News & Information for Amateur Bakers and Artisan Bread Enthusiasts

Anyone tried Richard Bertinet's Bacon & Red Onion Loaf?

just1alice's picture

Anyone tried Richard Bertinet's Bacon & Red Onion Loaf?

Hey folks!  I am de-lurking thanks to some trouble I had this afternoon with the Smoked Bacon and Red Onion Loaf recipe from Bertinet's "Dough," book.

Perhaps I misinterpreted the instructions to "add the bacon mixture toward the end of working the dough by hand," but I waited until my nice rye dough had started to come together and added the bacon/onion mixture, which promptly turned the whole thing into a slimy mess!!

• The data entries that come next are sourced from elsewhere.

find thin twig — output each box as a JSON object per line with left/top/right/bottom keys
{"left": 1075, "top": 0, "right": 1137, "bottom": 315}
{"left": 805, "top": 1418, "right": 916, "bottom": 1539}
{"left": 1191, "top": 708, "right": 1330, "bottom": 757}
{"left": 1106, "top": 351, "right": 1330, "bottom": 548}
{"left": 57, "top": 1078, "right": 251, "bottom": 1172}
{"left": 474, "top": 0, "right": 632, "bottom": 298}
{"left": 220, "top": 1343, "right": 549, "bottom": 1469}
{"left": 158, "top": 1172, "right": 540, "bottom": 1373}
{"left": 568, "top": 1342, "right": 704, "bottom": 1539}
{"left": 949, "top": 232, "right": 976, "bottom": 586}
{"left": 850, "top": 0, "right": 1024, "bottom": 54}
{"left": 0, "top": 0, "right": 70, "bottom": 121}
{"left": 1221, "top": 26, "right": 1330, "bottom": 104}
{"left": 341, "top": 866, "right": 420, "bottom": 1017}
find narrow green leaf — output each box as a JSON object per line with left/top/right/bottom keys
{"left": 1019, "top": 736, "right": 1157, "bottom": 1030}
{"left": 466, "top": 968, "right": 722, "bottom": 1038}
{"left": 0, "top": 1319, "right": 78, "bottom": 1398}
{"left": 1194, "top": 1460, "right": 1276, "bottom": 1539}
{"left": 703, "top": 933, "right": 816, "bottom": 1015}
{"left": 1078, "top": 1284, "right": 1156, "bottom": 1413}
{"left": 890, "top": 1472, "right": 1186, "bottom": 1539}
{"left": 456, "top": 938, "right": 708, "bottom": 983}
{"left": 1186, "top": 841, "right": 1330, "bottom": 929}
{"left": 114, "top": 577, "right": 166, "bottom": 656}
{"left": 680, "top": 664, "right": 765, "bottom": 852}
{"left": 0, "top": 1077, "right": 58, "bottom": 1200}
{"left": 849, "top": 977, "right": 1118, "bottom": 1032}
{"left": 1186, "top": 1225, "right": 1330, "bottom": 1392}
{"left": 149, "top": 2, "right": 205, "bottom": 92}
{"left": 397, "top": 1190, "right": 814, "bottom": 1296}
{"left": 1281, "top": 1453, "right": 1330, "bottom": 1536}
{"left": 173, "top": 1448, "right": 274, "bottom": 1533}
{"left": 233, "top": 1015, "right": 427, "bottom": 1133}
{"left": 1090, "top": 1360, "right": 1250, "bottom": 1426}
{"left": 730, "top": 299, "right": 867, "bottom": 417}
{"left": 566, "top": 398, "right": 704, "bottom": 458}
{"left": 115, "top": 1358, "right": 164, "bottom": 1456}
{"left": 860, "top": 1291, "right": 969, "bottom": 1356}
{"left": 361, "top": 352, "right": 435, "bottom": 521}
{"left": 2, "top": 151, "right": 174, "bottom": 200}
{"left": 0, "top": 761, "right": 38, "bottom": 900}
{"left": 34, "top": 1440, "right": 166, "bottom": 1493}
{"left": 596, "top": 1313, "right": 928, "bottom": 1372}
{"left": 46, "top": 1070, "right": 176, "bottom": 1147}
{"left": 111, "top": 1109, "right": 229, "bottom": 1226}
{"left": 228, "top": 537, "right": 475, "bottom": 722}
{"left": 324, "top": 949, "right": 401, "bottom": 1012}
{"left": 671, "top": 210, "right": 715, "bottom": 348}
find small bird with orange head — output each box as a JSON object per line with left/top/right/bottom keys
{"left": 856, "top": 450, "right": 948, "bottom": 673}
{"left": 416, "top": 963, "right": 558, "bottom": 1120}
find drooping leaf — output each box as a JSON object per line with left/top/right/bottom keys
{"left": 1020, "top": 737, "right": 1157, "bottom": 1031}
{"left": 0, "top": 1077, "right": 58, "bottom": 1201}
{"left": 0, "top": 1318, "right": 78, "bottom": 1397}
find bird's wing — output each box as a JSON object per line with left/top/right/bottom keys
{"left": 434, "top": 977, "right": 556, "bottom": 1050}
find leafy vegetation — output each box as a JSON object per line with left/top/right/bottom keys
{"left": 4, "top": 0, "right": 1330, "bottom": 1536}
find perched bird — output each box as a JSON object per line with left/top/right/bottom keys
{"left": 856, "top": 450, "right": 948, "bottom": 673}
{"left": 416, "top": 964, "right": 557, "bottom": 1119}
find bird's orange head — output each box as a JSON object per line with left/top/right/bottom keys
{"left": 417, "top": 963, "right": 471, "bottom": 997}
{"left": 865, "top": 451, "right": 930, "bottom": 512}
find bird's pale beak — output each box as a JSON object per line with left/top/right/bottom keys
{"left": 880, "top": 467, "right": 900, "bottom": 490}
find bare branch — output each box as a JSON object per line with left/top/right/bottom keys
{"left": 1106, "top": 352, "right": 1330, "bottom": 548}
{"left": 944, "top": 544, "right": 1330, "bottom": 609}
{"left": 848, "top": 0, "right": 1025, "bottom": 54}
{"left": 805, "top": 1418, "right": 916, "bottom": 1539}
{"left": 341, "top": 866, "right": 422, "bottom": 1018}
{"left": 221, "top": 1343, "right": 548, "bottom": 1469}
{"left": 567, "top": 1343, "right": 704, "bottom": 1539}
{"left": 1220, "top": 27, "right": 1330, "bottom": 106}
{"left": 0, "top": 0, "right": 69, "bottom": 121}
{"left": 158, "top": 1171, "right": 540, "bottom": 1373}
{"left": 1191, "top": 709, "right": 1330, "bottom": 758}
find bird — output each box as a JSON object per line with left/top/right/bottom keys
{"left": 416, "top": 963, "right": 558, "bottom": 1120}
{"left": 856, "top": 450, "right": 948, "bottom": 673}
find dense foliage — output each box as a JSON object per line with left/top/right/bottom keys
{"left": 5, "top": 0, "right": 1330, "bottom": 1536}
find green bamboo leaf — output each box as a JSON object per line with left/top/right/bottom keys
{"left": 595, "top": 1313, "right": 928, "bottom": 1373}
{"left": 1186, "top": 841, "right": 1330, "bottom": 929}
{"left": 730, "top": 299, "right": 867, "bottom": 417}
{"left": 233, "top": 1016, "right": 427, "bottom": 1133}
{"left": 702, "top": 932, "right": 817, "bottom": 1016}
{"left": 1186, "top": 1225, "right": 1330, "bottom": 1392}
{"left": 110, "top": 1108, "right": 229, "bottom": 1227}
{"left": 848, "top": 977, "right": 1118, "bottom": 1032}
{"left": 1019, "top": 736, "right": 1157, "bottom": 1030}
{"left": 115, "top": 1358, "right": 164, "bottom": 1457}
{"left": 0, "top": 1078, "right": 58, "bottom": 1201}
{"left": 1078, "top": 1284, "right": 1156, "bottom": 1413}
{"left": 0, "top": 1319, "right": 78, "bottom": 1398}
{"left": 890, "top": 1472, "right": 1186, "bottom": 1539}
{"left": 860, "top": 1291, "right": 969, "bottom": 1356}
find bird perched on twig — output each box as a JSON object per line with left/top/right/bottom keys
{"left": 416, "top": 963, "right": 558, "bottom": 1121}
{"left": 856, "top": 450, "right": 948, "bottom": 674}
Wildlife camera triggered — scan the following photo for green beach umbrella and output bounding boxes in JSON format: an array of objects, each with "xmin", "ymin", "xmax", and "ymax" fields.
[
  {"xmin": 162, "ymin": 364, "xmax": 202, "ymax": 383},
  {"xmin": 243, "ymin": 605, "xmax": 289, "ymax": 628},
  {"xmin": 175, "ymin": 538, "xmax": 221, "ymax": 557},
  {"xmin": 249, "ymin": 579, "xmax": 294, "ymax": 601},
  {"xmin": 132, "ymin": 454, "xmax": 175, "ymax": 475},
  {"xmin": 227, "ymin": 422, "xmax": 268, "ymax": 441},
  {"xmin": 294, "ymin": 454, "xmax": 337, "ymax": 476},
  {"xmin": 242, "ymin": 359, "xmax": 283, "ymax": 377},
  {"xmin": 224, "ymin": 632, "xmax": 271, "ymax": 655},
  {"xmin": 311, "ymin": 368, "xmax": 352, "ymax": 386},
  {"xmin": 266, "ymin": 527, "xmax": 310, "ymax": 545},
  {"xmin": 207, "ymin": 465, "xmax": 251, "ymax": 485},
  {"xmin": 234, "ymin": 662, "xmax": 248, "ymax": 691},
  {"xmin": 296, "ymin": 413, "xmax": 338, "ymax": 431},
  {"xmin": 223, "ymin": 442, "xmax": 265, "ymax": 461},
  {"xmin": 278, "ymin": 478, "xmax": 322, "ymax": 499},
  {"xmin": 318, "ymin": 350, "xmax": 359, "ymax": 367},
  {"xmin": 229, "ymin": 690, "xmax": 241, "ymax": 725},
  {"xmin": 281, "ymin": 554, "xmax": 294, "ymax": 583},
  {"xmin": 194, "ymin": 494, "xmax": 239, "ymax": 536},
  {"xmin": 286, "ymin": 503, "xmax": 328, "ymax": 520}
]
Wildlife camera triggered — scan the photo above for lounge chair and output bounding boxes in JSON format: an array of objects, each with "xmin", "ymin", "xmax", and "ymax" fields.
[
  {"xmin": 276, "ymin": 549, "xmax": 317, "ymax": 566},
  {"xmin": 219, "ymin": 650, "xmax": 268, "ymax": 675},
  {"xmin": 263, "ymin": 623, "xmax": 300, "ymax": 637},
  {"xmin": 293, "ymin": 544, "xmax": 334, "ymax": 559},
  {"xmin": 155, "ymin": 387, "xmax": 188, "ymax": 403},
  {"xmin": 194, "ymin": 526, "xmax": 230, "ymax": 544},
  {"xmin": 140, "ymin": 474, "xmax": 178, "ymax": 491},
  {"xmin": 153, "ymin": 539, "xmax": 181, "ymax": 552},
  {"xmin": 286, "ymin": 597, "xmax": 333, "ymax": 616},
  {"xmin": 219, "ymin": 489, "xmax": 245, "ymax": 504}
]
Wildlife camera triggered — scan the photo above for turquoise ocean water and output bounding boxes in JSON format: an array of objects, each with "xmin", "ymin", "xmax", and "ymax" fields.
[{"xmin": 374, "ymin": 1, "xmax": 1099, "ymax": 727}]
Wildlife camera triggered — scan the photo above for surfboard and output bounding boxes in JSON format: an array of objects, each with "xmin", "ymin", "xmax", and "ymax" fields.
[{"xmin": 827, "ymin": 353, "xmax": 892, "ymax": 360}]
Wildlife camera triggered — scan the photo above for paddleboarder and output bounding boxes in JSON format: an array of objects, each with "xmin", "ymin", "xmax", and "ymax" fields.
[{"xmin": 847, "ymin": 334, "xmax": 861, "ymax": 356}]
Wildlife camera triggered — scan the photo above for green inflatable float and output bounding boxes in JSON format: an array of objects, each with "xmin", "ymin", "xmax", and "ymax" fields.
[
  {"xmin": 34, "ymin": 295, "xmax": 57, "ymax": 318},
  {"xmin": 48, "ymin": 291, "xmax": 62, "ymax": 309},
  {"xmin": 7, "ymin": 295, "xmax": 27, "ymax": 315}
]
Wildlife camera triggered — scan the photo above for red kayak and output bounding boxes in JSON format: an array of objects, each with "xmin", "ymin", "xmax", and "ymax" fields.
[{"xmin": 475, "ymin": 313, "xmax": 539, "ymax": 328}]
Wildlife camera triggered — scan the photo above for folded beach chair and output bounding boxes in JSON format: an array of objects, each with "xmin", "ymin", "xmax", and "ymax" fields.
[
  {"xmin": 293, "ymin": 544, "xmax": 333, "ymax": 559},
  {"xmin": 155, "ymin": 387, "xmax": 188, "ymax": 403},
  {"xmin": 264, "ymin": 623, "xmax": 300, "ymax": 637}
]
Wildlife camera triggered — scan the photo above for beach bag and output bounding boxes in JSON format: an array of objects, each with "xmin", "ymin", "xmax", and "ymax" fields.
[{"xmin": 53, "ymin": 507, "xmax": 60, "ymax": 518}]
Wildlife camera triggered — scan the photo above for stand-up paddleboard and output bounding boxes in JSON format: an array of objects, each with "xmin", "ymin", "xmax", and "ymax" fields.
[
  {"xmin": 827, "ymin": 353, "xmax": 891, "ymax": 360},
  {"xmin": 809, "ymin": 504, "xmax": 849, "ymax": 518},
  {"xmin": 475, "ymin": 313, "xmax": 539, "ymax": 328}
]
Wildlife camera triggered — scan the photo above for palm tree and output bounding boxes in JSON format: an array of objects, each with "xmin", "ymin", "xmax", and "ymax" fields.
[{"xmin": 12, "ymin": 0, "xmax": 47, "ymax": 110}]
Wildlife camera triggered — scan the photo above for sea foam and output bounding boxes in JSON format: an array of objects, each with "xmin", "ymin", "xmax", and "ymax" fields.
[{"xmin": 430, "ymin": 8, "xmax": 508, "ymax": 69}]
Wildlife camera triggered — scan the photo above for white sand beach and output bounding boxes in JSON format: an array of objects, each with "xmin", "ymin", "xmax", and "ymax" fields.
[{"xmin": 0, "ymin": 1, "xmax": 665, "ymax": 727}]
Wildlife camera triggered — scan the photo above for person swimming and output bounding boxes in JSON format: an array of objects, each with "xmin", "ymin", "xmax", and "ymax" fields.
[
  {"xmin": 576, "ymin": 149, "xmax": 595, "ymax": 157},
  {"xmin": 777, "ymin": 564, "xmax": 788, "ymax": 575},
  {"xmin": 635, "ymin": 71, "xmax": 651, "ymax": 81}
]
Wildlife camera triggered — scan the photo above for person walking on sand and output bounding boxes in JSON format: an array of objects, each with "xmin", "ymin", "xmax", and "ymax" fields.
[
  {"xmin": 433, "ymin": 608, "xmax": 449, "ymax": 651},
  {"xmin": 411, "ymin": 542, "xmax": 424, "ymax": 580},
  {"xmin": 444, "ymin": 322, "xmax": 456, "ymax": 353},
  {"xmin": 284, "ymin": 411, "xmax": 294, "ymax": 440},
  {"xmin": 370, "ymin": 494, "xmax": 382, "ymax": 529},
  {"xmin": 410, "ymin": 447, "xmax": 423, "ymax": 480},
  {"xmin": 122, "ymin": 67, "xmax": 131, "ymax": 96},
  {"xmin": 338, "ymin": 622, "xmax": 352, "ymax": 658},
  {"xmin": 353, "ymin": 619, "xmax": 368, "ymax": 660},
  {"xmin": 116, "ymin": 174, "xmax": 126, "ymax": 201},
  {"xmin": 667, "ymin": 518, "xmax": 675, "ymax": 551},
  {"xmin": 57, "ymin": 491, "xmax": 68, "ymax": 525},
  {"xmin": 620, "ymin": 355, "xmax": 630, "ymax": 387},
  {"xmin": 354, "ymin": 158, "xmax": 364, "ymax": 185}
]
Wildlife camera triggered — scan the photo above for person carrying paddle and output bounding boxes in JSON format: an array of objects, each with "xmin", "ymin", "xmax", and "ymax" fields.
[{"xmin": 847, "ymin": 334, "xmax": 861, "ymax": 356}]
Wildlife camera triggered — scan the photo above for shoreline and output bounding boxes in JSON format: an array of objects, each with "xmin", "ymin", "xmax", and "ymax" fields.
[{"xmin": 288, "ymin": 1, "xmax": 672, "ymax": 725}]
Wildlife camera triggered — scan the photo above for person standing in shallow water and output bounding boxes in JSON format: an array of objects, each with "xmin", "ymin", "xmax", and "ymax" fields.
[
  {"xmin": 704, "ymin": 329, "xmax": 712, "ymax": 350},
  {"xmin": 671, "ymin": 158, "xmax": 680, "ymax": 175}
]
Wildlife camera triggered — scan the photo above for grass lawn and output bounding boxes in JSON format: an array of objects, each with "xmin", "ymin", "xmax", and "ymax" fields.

I worked it for well over half an hour, even breaking the cardinal rule and adding some more flour to try to soak up the grease/oil from the bacon, but the dough stayed very sticky.  I followed the rest of the instructions to the letter and the loaves are in the oven now, and while they smell lovely they've barely fluffed up at all.  We'll see how they look when sliced, but my hopes for a nice, fluffy loaf are not high.

Has anyone else had similar issues with this recipe, working by hand?  I am somewhat new to B's technique but have had excellent results so far... any idea where I went wrong?




joe_n's picture


I made the same mistake of adding in wet ingredients (onions ) too early.  I think the wetness at the dough interface with the  onions  alters the overall rise-perhaps it makes the dough too heavy.

It is best to add them at least after a first rise.

In  "Tartine" , Volume 3 ?,  by Chad Robertson, there is a section on adding ingredients to dough.